The reviewer thanks the authors for addressing many of the points raised during the review. There are, however, still some open points which require to be addressed.
The authors' reliance on citation of literature appears to be selective, raising concerns that they may be attempting to back up their arguments through simple reference rather than substantive engagement with the cited works. This practice, characterized by citation on a keyword basis without thorough consideration of contextual nuances, risks oversimplifying complex scientific concepts and extrapolating findings beyond their appropriate scope, which may impact the validity of their arguments. Consequently, this approach undermines the integrity of the scientific discourse by potentially perpetuating misconceptions and failing to address or acknowledge inherent limitations or uncertainties within the literature.
An illustrative example of this tendency is evident in their persistence regarding the potential influence of speculative factors such as cow activity on model offsets, without adequately substantiating these claims or conducting investigations to validate such hypotheses. Additionally, their insistence on employing a variety of statistical performance measures to evaluate a systematically offset model appears to be a misguided attempt to obfuscate inherent shortcomings rather than directly addressing or mitigating them. This approach not only distracts from the clarity and focus of their analysis but also raises doubts about the overall approach of the model and the transparency of the authors in reporting their findings.
Detailed comments to the reply of the authors:
"however, our experiments demonstrated that varying soil depths from 3 to 6 layers did not have a substantial impact on the simulated neutron count results in our model setting" (...)
The reviewer had raised suspicions about the coarse layer structure as hydrologically the topsoil dynamics happens on a much smaller scale and that could have implications on the CRNS signal. The reviewer suspected that there is a scale mismatch between a layering that might be appropriate for hydrological purposes and CRNS which is sensitive to dynamics on a smaller scale. To be precise: In the way the authors have structured their simulations, they reduce most of the signal dynamics measured by the CRP to two layers. The question of the reviewer may have been misleading as the referring of the authors to literature which used a similar layering for other reasons it would is not directly in favor of their argument. The additional material which is presented by the authors does not support the challenged conclusion. They show, that there are significant deviations for the simulations using 3, 5 or 6 layers. As the residuals are better in the three-layer case, one can assume that the authors have chosen the more coarse representation in order to yield better results. Typically, a more fine layered representation would lead to converging results. In case significant deviations or alternating fit qualities, it hints that there are further systematics with respect to that model parameter. As in the original manuscript of the authors the vertical weighting function was presented incorrectly, this was reason enough for the reviewer to suspect a systematic error based on the choice of layers. However, the only conclusion which can be drawn from the material the authors present here is, that the results are (still) biased by the choice of layers. In case the authors chose to model their system less granularly to yield a better fit quality, the unknown system bias might yield systematically wrong representations. Given that using fewer soil layers reduces specifically the residuals in situations where the deviations are surprisingly large, the assumption is that the authors might simply introduce new errors to compensate other model errors. It could be the case that the authors have - involuntarily as due to their arguments - chosen a for CRNS representative reduction of the layering scheme. That, however, would need to be analyzed separately.

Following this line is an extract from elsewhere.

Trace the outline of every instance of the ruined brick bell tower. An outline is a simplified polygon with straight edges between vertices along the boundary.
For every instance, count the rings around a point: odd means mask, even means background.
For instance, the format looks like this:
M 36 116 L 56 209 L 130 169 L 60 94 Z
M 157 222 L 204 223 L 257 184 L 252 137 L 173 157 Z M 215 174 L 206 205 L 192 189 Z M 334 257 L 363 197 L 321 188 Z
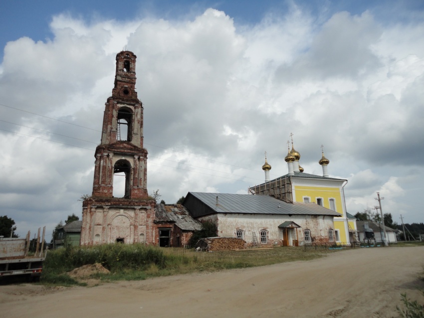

"Thank you for bringing up t at the other N-SM conversion functions (...)"
Thank you for providing additional context regarding the selection of N-SM conversion functions in your study. However, the reviewer would like to address a couple of points:
The statement regarding the UCF method from Franz et al. (2013) having low experimental performance in the past, as demonstrated by McJannet et al. (2014) and Baatz et al. (2014), may not accurately represent the broader literature where similar issues have been raised for the N0 method as well. Therefore, it would be more appropriate to acknowledge the mixed findings in the literature rather than categorically dismissing the UCF method based on selected studies.
Regarding the recent UTS method from Köhli et al. (2021), it is important to recognize that while it may require further validation, it still represents a noteworthy advancement in the field of N-SM conversion functions. Dismissing it solely on the basis of its publication date and perceived complexity may overlook potential benefits it could offer, especially if it proves to outperform existing methods in certain scenarios.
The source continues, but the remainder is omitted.